Our day started with a relaxing morning at sea which was packed with a lecture, an historic walk through Fram’s own little museum (there are several items of the original Fram exhibited in the vitrines on board) and a radio feature focused on St Petersburg. As scheduled, we reached the last destination of our cruise at 2 pm in the afternoon. Kalmar in Sweden was waiting for us. From the thirteenth to the seventeenth centuries, the town was one of Sweden's most important cities. Today, the cathedral and above all the castle remind of previous times. Many of us enjoyed a guided tour during which we appreciated incredibly elaborate intarsia and learned about the dining rituals at the court.

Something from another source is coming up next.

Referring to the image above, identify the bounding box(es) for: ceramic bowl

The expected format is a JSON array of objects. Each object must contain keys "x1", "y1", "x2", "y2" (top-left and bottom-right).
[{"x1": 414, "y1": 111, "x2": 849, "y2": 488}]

The other excursion crossed the 6 km long bridge to the island of Öland. We saw charming windmills and numerous flowers including delicate orchids. The ruins of castle Bornholm was a highlight for the history lovers while for those who like art, the culmination of the tour was a visit of the Vida-Museum. This composition of glass, concrete and wood is embedded in wonderful landscape and contains paintings, ceramics and impressive glass sculptures.

The plain, simple and sober forms and lines encountered during these last excursions and also in the wooden houses of Kalmar pose a strong contrast to the opulent buildings of St Petersburg. But they help us to come back to our own time and reality and make a perfect finale for this great and intense voyage.

Monday, 20 May 2013

Skål Stallhagen!

Does it matter that the Åland islands and their capital Mariehamn had disappeared in the fog? No! We spent a marvelous time in the small town. Ålands are very special, because they are an autonomy territory in Finland with their own laws and a different tax-system.
Although they belong to the EU they are a tax-free area. A good reason for all the travelers, nearly one million passengers arrive every day by ferry from Turku, Helsinki, Stockholm and Tallinn. That’s important for the economy besides agriculture. But we are talking about islands and therefor the sea and the navigation are the center of the life on Ålands. Close to the berth of Fram lies the famous museum ship “Pommern”. The most important ships owner of sailing merchant barques, Gustaf Erikson, bought the windjammer in 1923.

Ships are very important in Mariahamn also as a shipwreck. The brewer Christian Ekström found a 200 years old bottle of champagne in a shipwreck, today the highlight of his brewery, of course besides his tasteful beer. He brews four different kinds of the special Stallhagen beer and we could taste them all.
Although we started our other excursions by bus and by bike in the foggy morning, we could enjoy the beautiful landscape three hours later. Spring on the Ålands means a concert of the birds, colorful flowers in the meadows, the light green leaves and nesting birds on the lakes.
The summerhouses are close to the sea hidden by trees. The islands are flat and the highest point is just 104 m above sea level. Good for the bikers!

Looking back in the history we stopped on our historical trip at the open air museum Karlsgården with the Castle Kastelholm from the 14th century. After visiting the St. John’s church in Sund we finally drove to the ruins of Bomarsund, a former fortress built by the Russians in 1854.

We left the lovely town in the afternoon to Kalmar and Öland.